Mugello
Concept

Mugello

section:concept
The Autodromo Internazionale del Mugello is a 5.245-kilometre permanent road course in the Mugello valley north-east of Florence, Tuscany. Owned outright by Ferrari since 1988, Mugello is the company's private test track and the home of the Italian motorcycle Grand Prix. It hosted Formula 1 on a one-off basis in 2020 β€” the Tuscan Grand Prix, run to celebrate Ferrari's 1000th Grand Prix β€” but is not a regular fixture on the F1 calendar.

Motor racing in the Mugello valley began in 1914 with an open-road street circuit through the towns of Scarperia, Firenzuola and San Piero a Sieve. The race was a 66 km lap through the Apennine foothills, contested in pre-WW1 sports cars and again in the post-war years through the 1920s. The original Mugello road course was used intermittently through the 1960s before safety concerns rendered open-road competition untenable.

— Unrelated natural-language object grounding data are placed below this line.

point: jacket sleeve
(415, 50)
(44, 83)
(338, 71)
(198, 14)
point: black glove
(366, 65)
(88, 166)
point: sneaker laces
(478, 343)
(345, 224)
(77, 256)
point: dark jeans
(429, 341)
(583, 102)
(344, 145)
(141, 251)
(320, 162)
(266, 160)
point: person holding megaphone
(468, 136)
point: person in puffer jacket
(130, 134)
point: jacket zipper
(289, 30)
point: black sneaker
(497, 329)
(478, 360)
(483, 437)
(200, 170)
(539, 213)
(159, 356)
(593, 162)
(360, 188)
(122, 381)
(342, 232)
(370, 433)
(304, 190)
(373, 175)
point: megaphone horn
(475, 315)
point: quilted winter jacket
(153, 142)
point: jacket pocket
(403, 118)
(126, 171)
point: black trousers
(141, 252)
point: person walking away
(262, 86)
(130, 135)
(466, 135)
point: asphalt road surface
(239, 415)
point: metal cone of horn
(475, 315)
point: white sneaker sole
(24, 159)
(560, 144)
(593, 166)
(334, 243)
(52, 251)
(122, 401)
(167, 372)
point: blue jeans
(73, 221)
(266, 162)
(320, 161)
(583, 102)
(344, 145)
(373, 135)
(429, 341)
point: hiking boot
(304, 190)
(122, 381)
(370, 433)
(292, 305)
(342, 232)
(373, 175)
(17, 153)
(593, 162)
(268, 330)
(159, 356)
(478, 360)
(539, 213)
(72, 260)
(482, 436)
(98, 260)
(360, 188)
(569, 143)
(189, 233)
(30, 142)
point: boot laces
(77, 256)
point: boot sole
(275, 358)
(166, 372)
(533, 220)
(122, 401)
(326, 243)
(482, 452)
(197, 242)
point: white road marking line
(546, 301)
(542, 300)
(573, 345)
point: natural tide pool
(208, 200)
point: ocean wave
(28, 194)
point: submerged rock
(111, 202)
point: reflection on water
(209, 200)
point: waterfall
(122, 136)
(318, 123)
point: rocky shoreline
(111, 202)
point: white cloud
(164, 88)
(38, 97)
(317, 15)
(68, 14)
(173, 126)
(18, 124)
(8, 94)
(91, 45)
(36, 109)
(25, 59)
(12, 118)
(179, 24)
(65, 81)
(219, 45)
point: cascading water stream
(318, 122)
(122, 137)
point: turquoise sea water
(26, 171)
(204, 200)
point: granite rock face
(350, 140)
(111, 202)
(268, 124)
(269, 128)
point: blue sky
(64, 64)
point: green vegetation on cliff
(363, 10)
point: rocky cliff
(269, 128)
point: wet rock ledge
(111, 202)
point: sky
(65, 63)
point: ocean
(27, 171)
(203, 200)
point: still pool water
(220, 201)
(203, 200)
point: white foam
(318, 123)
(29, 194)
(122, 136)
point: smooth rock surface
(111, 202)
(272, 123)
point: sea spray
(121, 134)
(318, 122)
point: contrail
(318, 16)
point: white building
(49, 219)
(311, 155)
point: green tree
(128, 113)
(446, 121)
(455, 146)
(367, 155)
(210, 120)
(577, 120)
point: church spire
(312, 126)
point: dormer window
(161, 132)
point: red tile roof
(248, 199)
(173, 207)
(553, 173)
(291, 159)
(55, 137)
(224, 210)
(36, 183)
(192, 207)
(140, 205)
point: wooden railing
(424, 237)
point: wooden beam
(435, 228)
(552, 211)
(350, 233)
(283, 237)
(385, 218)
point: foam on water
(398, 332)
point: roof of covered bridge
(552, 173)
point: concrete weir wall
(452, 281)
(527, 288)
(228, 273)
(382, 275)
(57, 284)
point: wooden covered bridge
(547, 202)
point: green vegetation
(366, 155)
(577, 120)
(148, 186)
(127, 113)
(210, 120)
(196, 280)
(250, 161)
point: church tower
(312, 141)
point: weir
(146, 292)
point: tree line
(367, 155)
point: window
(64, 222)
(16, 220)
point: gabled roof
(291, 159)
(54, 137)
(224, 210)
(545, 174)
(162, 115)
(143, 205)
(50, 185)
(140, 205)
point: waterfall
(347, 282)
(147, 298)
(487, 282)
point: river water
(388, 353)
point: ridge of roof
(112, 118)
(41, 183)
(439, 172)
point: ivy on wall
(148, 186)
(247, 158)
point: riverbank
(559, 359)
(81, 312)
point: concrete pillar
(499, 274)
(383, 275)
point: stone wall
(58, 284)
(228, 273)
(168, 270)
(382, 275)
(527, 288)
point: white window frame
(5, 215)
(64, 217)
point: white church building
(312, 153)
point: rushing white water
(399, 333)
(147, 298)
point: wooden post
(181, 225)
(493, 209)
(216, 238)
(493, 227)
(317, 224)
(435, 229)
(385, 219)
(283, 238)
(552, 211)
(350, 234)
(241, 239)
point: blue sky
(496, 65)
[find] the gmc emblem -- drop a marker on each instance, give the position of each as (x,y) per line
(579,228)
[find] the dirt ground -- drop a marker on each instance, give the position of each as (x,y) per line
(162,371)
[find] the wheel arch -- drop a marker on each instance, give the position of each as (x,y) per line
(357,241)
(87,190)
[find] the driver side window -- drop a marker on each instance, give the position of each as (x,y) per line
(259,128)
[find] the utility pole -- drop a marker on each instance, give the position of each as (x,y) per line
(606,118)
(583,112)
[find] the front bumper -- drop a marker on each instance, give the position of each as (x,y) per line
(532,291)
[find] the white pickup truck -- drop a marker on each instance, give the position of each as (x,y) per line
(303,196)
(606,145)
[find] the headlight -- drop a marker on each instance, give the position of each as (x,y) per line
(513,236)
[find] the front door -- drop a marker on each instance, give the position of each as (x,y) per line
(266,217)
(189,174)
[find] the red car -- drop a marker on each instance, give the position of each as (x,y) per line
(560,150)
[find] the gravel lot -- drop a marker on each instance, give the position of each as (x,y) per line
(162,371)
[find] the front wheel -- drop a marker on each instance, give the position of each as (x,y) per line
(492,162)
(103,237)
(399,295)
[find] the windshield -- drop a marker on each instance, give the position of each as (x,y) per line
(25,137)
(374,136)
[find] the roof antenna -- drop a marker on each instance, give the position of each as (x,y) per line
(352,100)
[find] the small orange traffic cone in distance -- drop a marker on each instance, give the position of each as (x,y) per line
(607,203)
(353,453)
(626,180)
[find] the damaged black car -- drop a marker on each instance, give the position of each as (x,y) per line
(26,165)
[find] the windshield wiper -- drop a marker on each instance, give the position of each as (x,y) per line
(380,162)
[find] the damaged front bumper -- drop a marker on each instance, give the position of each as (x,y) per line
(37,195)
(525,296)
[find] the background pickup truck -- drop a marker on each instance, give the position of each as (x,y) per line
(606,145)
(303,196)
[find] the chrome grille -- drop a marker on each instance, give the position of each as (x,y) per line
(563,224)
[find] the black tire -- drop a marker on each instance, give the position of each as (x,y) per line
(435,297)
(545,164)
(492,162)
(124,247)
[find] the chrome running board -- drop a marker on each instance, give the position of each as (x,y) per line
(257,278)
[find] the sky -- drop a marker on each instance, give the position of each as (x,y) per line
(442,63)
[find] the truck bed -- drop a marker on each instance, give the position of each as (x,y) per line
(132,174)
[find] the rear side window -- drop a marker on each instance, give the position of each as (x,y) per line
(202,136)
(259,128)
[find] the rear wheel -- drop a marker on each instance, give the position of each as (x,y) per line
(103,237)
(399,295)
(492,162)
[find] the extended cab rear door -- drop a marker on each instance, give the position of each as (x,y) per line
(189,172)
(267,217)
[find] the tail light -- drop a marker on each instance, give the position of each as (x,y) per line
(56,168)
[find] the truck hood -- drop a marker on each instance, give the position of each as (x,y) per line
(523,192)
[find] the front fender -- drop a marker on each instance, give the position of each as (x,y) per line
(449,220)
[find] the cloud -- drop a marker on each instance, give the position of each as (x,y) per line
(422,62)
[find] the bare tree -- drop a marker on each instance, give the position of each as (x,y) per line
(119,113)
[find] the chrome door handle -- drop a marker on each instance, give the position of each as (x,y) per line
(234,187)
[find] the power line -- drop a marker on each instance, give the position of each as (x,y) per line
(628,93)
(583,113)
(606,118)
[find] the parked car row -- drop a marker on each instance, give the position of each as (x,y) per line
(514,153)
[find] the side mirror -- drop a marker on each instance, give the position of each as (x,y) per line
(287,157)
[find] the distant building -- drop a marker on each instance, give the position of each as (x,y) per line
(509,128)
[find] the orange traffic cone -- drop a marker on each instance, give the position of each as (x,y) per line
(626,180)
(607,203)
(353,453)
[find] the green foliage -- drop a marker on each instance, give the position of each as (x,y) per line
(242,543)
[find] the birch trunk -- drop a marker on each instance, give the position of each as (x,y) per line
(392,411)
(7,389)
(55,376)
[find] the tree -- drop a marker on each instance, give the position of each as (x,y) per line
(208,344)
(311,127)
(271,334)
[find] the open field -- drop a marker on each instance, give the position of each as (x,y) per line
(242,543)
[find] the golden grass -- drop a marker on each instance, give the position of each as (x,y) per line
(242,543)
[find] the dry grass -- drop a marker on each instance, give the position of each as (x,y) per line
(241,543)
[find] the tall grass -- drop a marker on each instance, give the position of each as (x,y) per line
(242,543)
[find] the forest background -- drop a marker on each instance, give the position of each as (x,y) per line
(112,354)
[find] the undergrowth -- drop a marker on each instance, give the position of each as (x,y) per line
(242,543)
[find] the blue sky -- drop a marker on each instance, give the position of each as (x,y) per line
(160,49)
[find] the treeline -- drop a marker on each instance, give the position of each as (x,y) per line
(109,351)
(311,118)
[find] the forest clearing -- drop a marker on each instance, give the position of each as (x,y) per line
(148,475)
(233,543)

Construction of a permanent purpose-built circuit on the Borgo San Lorenzo / Scarperia site began in 1972 and the track opened in 1974. The original layout was substantially the same as the modern circuit, with the long flat-out main straight, the technical first sector, the high-speed Arrabbiata sweepers in the second sector, and the Bucine-Casanova-Savelli sequence onto the pit straight.

Enzo Ferrari was an early supporter of the Mugello project β€” the circuit's proximity to Maranello (about 100 km north) made it a natural test venue. After Enzo's death in 1988, the Ferrari family acquired the circuit outright; it has been Ferrari-owned ever since. The company uses Mugello as its primary private test track, with restricted access during Ferrari testing weeks and unrestricted commercial operation in other periods.

The modern Mugello lap, taken clockwise from the start–finish line on the pit straight:

San Donato β€” A heavy first-braking right-hander after the 1 km pit straight.

Luco-Poggio Secco β€” A flowing left-right sequence climbing through the lower Apennine foothills.

Materassi β€” Fast right-hander named for the local district.

Casanova-Savelli β€” A right-then-left, technically demanding mid-speed section.

Arrabbiata 1 and 2 β€” Two long right-hand sweepers taken at very high speed. The defining sequence of the lap; the cars accelerate continuously through the pair.

Scarperia β€” Tight right-hander named for the nearby town.

Palagio β€” A long right-hand sweeper.

Correntaio β€” A double-apex left.

Biondetti β€” Right-hand kink onto the back straight, named for Clemente Biondetti, four-time Mille Miglia winner.

Bucine β€” The final corner onto the pit straight.

The lap rewards a car with very good high-speed aerodynamic balance. The Arrabbiata sweepers in particular punish any aero deficiency, and Mugello is consequently a favoured Ferrari test venue for aero validation work.

The 2020 Formula 1 calendar reshuffle (COVID-19) produced Mugello's one and only Grand Prix to date β€” Ferrari's 1000th F1 race, run on 13 September 2020 and won by Lewis Hamilton for Mercedes. The race was notable for two red-flag periods caused by multi-car incidents at restart; the chaotic race finished with Hamilton ahead of Valtteri Bottas and Alexander Albon, the latter scoring his first F1 podium. F1 did not return to Mugello in subsequent years; the circuit remained Ferrari's test venue and the MotoGP host.

Mugello has hosted the Italian motorcycle Grand Prix continuously since 1976 (with a brief interruption in 2020 due to COVID-19). The motorcycle race is consistently among the most-attended MotoGP rounds; the Italian crowd's tifoso enthusiasm rivals Monza's. Mugello has also hosted World Superbike, the Italian touring car championship, and is the site of the Ferrari Challenge Finali Mondiali, Ferrari's annual marque-club gathering.

Mugello is in Assetto Corsa as mugello (Kunos stock, one of the first tracks shipped at the game's 2014 launch); AMS2 as Mugello (DLC). It is not in ACC (no GT3 manufacturer category), iRacing (curiously absent given its profile), or LMU (no WEC fixture).